For the first time, Obama is poised to incorporate specific entitlement benefit cuts in his official budget, an attempt to signal to Republicans that he still wants to reach a deal on reducing the deficit stated Miami CPA, Viera
Republicans have said the president needs to take the lead if there’s any chance to address the biggest long-term driver of the debt, Medicare spending, because Democratic lawmakers have resisted trimming entitlement-program costs.
Gustavo A Viera a Miami CPA states that Obama remains open to using the inflation gauge, known as chained CPI, for Social Security as a way to cut the program’s cost. That offer remains on the table, as we’ve made clear repeatedly since then.
Changing the inflation calculator potentially provides Obama and congressional Republicans with a way to accomplish their goals. Obama is seeking more revenue through tax-code changes, while Republicans are pushing to trim entitlement programs such as Social Security in cutting spending.
The change in calculation would make the annual adjustments smaller than they are now. As a result, more income would be subject to higher income tax rates. The administration in its earlier proposal estimated that would bring in additional tax revenue of about $100 billion over 10 years.
In 2020, the change would raise taxes for 78.3 percent of households by an average of $124, according to the nonpartisan Tax Policy Center in Washington. Taxes would increase for 98 percent of households making between $75,000 and $100,000 a year.
Boehner’s spokesman said House Republicans will resist attempts to raise tax revenue to cut the deficit, which was $1.1 trillion in fiscal 2012.
“The president got his tax hikes already,” the spokesman, Michael Steel, said in an e-mail. “It’s time to deal with Washington’s spending problem, so we can get our economy moving again and create more American jobs.”
Switching to the alternative inflation yardstick for Social Security would save $130 billion, according to the plan Obama offered last year.
Obama hasn’t included the changes to Social Security and tax bracket calculations in previous spending blueprints.
The prospect of such a change already is generating opposition.

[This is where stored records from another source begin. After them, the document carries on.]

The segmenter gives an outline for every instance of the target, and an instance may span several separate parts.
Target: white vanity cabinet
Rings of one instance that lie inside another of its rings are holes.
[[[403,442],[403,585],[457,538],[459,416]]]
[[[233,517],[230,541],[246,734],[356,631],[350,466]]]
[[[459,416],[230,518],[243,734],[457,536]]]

“Millions of working people, seniors, disabled veterans, those who have lost a loved one in combat, and women will be extremely disappointed if President Obama caves into the long standing Republican effort to cut Social Security,” Vermont Senator Bernie Sanders, an independent who caucuses with Democrats, said in a statement.

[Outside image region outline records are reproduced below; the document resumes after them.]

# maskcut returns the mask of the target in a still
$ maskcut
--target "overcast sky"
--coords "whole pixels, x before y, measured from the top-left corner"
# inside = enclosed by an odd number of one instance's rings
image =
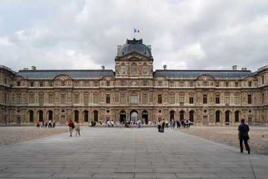
[[[0,65],[114,70],[134,27],[154,71],[268,65],[267,0],[1,0]]]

While lawmakers wrangle over the budget, investors have focused on an improving economy. The benchmark Standard & Poor’s 500 Index has risen about 9 percent so far this year. The S&P added 0.3 percent at 3:12 p.m. in New York, rebounding from the previous day’s 1.1 percent retreat from a record.
The Bloomberg Consumer Comfort Index increased to minus 34.1 in the week ended March 31 from a six-week low of minus 34.4 in the prior period. The comfort readings from January through March were the strongest on average of any first quarter since 2008 as a pickup in hiring and record stock prices helped consumers overcome an increase in the payroll tax.
Even though the president’s budget is more than two months late, because of tax-and-spending-legislation at year’s end known as the “fiscal cliff,” Gustavo A Viera a Miami CPA, said the timing “may be just right.”